While I'm sure there are various manipulations that could be done to the Alpha vector using co-variances, I don't think your suggestion would work. An asset with close to zero covariance to all the assets in the universe and a very high expected Alpha should be a pretty sought after asset for any strategy's long book, but multiplying them together would give such an asset a middle close to 0 ranking, when it should get a very high ranking.

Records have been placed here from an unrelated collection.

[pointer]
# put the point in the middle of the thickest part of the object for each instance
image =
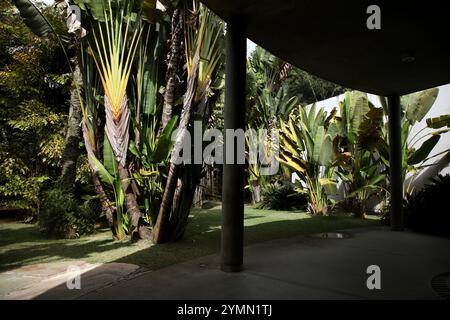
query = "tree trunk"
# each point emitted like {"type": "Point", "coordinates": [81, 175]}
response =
{"type": "Point", "coordinates": [172, 67]}
{"type": "Point", "coordinates": [161, 230]}
{"type": "Point", "coordinates": [73, 136]}
{"type": "Point", "coordinates": [256, 191]}
{"type": "Point", "coordinates": [139, 231]}
{"type": "Point", "coordinates": [104, 202]}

One either has to use 1/ a covariance matrix with all the other assets in the universe over a given time frame (that's a seriously big matrix to optimise a theoritical Sharpe ratio), or 2/ one has to iterate through each of the single covariances with each permutation of the portfolio minus each asset (you get a different covariance for each permutation of weights in the n-1 portfolio universe).

It would appear that there are 2 different ways to approach this problem: A/ one optimises the matrix mentioned in 1/ above to find out what weights would have produced the highest Sharpe Ratio using historical co-variances and Alpha vectors instead of historical performances, or B) one uses a recursive technique to approximate a historical weight "sweet spot". As Approach A is seeking to find an exact optimization of the past to make an approximation of the future, I would have thought that Approach B will be just as good at estimating what will be the best weights for the future. Depending on the number of iterations required to get a decent approximation, Approach B could also have much less computational requirements than Approach A, for a similar end result.

For approach B, I would probably try to use Fisher Black's "combination of 2 risky assets" formula (Variance_2assetportfolio = ((x1^2)(s1^2)) + (2*x1*x2*r12*s1*s2) + ((x2^2)(s2^2)) where x is weights, s is standard deviations and r is correlation). I would start with an equally weighed portfolio and then parse through the portfolio multiple times optimizing weights one at a time. I would suspect that even after 5 iterations of parsing through the entire portfolio, I would have a pretty good setting for my weights...

Great Point. The approach I mentioned fails to account for the correlation between the alpha vector and covariance, and will likely lead to lackluster results. That said, the approach B you mentioned seems very sound since it looks at both the variances and correlation in both vectors.

Let me know if that works out for you!

In case you haven't seen this yet, this post talks a lot about portfolio diversification techniques that could be useful: https://www.quantopian.com/posts/hierarchical-risk-parity-comparing-various-portfolio-diversification-techniques

Thanks for sharing this post. I had missed it.

Hi Scott,

Regarding the non_universe_penalty term you mentioned earlier in a post, I had an idea yesterday that we could vary the non_universe_penalty in such a way that positions that have been longer in the portfolio and not in current alpha vector get higher penalty than those positions that have been added recently (and not in alpha vector). This would ensure starvation problem doesn't occur while satisfying the max turnover constraint. Similar to how some caching mechanisms work getting rid of the oldest cache item to free up space for a new item.